Título: O quinto elemento
Autor: Leitão, Míriam
Fonte: O Globo, 21/07/2011, Economia, p. 22

Em todas as reuniões do Copom do governo Dilma o Banco Central subiu juros: cinco vezes. A inflação está alta, em 6,75%, como mostrou o IPCA-15. Não é simples o quadro econômico. A conjuntura externa é complexa. No Brasil, as famílias estão endividadas como nunca estiveram. Juros combatem a inflação, mas elevam o custo das dívidas. Se o BC frear demais a economia, há risco de aumento da inadimplência.

O Banco Central está tomando suas decisões em momento difícil. O mercado de trabalho continua com números fortes, como se viu na terça-feira, com os dados do IBGE e do Caged: a menor taxa da série para o mês de junho; os empregos formais cresceram 6,2% em 12 meses; a massa total de rendimentos subiu 6%; 1,4 milhão a mais de empregos com carteira assinada de janeiro a junho.

Boas notícias, mas com números assim, esperava-se que os atrasos nos pagamentos das dívidas estivessem em queda forte. Não estão. Os números do Banco Central mostram que a inadimplência de pessoas físicas subiu de 5,7% em dezembro para 6,4% em maio, último dado disponível. Essa taxa mede o percentual das dívidas em atraso em relação ao total de crédito. Os números da Serasa Experian são uma conta diferente. Medem o volume bruto da inadimplência. Parte da elevação é apenas o aumento do crédito. Pela Serasa, o aumento foi de 22% nos seis primeiros meses do ano.

O economista-chefe da corretora Prosper, Eduardo Velho, explica que a piora na inadimplência é reflexo do aumento da Selic, que começou em janeiro, e também da maior exigência feita pelo BC aos bancos na hora de emprestar. Velho diz que surgiu um dado preocupante nos últimos dois meses, pelos números da Serasa: a inadimplência bancária, que estava caindo 0,91% em dezembro, passou a subir e chegou a 7,5% de alta em julho:

- É agora que os primeiros sinais da política monetária estão aparecendo. Esse aumento dos atrasos é fruto dos juros, já que o mercado de trabalho e a renda continuam crescendo muito. O movimento não é exacerbado, mas temos uma mudança de vento, com o início de inadimplência bancária. Se houver uma virada grande no mercado de trabalho, a inadimplência vai subir muito.
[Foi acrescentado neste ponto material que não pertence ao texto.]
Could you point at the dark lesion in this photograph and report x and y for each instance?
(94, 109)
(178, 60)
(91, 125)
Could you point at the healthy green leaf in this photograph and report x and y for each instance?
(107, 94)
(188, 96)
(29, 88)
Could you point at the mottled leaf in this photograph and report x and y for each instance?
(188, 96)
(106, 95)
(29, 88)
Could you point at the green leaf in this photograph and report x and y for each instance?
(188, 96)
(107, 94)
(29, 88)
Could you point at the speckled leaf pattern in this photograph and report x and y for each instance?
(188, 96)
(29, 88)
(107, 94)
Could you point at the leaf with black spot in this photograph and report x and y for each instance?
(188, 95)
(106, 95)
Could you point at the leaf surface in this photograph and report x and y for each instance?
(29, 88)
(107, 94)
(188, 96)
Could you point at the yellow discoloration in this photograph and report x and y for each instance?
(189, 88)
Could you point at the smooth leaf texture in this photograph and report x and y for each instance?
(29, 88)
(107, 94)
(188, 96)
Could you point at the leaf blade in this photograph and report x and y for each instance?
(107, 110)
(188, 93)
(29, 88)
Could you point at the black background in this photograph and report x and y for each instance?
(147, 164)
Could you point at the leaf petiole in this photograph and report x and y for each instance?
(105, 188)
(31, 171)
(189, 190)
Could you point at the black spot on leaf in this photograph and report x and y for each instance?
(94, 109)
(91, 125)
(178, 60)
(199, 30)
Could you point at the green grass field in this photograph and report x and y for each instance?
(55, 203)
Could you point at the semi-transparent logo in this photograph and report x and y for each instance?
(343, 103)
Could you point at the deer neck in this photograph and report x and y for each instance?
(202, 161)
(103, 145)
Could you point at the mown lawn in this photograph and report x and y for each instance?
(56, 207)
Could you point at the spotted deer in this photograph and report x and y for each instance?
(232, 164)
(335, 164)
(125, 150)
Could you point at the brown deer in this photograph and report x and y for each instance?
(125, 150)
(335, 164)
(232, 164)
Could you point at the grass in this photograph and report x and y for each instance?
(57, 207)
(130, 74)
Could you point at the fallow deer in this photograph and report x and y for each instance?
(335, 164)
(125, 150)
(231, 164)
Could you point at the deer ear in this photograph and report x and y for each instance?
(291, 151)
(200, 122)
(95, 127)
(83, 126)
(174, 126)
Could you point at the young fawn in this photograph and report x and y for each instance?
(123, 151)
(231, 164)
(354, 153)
Ninguém sabe bem no Brasil como lidar com um crédito tão alto. Nem as famílias, nem a autoridade monetária. Pela falta de crédito que havia anteriormente, e ainda como resquício da cultura inflacionária, as pessoas não se acostumam a avaliar o preço do dinheiro antes de tomar crédito. As taxas cobradas em empréstimos pessoais nos bancos, ou no crédito ao consumidor, são altíssimas. Isso eleva o risco de um evento de crédito porque se houver menos emprego, menos oferta de crédito, menos aumento de renda, fica mais difícil pedalar a bicicleta.

A CNC constatou que o percentual de famílias com financiamentos saltou de 57,7% em julho de 2010 para 63,5% em julho deste ano. O número de famílias que relataram dívidas em atraso subiu de 22,8% para 23,7% no período. O percentual das que disseram estar muito endividadas saiu de 14,8% para 17,8%. Não são números alarmantes, mas eles pioraram mesmo com a melhora do mercado de trabalho e o crescimento do crédito. É isso que preocupa.
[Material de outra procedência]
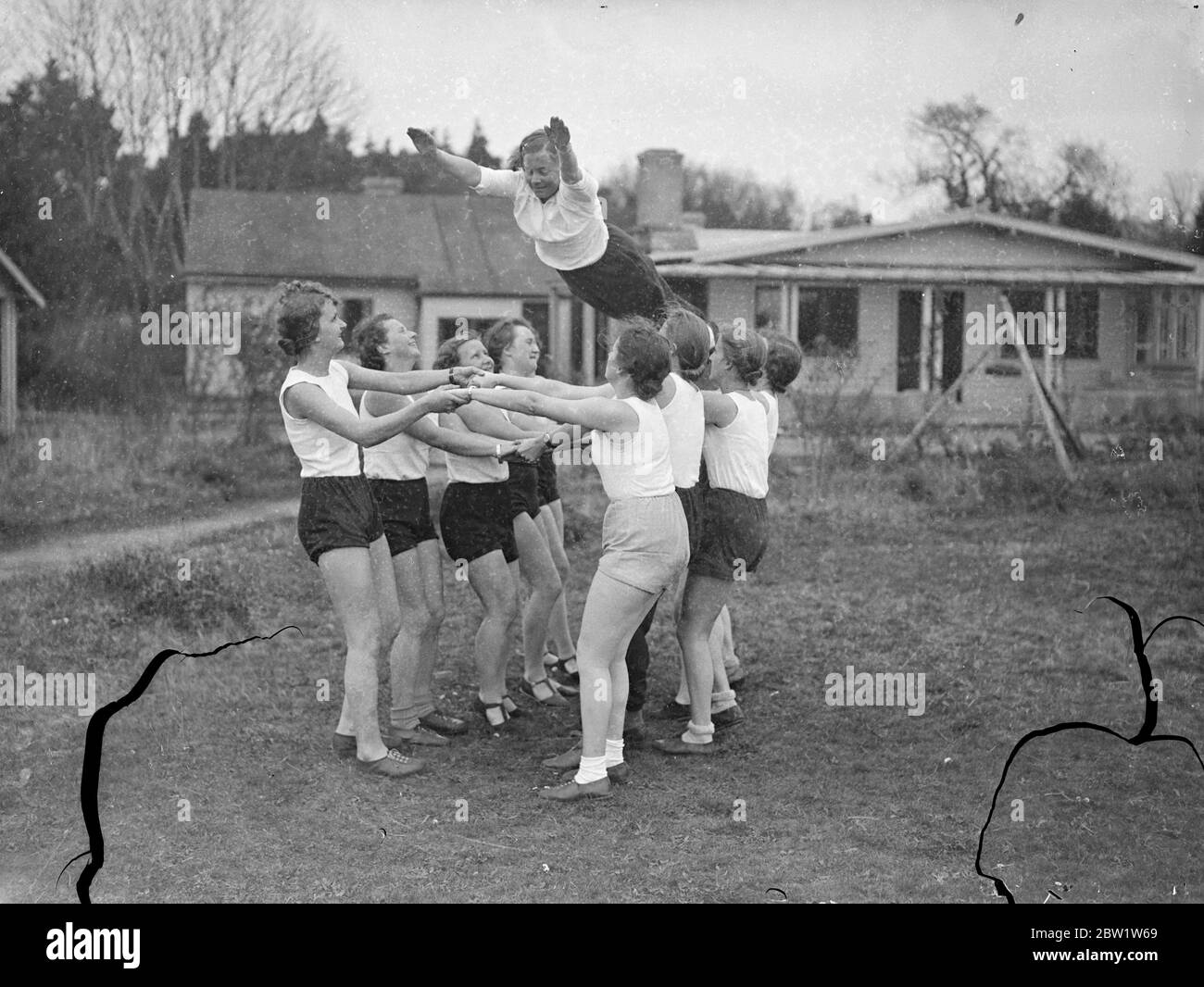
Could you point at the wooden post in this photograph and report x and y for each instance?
(938, 341)
(1046, 408)
(589, 342)
(944, 398)
(926, 341)
(7, 368)
(1047, 352)
(1060, 361)
(1199, 341)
- Se não fosse o mercado de trabalho, as taxas estariam muito piores. Os números do emprego continuam surpreendendo e isso faz com que a inadimplência fique baixa. Mas os efeitos da desaceleração da economia sobre o mercado de trabalho são mais demorados. Ele é o último a sentir, para pior ou para melhor. É por isso que o Banco Central está monitorando os números e adotando medidas macroprudenciais - afirmou Marianne Lorena Hanson, da divisão econômica da CNC.

Em pesquisa realizada em 27 capitais, a Fecomercio de São Paulo mediu o nível de comprometimento da renda das famílias em 29% de janeiro a maio, mesma taxa do ano passado. Mas o valor médio da dívida das famílias cresceu 17%. Em algumas capitais, a parcela da renda destinada a pagamento de dívidas é maior. Em Natal, subiu de 31% para 39%.
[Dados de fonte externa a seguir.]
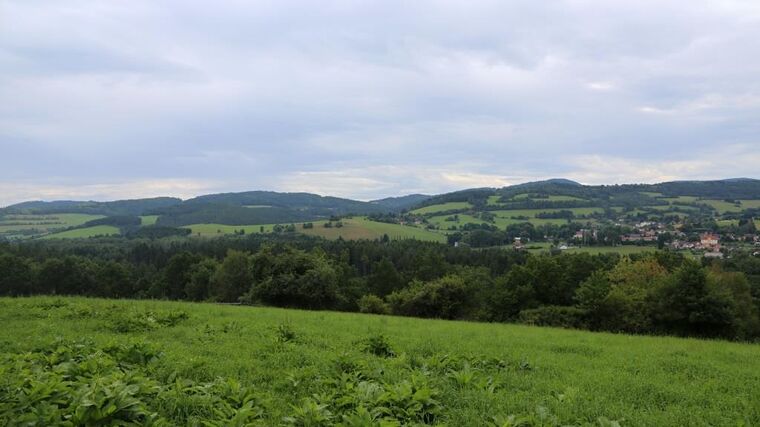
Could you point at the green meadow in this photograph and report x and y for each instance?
(723, 206)
(442, 207)
(148, 219)
(42, 224)
(115, 362)
(352, 229)
(84, 233)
- Um nível de comprometimento da renda de 29% ainda é saudável. Abaixo, por exemplo, do teto de 30% estabelecido pelo Sistema Financeiro Habitacional na hora de fixar o limite para a parcela do pagamento da casa própria. Se não houver descontinuidade do crescimento da renda, o cenário não é de problemas - disse Altamiro Carvalho, assessor econômico da Fecomercio de SP.

O analista de instituições financeiras da Austin Rating Luis Miguel Santacreu diz que os bancos estão atentos, aumentando as provisões. Ele acredita que a inadimplência está mascarada pelo nível de concessão de crédito, que aumenta ao ritmo anual de 20%. As pessoas tomam empréstimo para renovar as dívidas.

- Temos um véu escondendo riscos. O governo sabe que não pode puxar o freio de mão e os bancos estão mais cautelosos porque a luz amarela acendeu. Não será tarefa fácil para o Banco Central fazer um ajuste entre inadimplência e inflação - afirmou Santacreu.

O Banco Central tem que combater a inflação, mas tem ao mesmo tempo que dosar cada movimento. Provavelmente, agora, os juros vão parar de subir.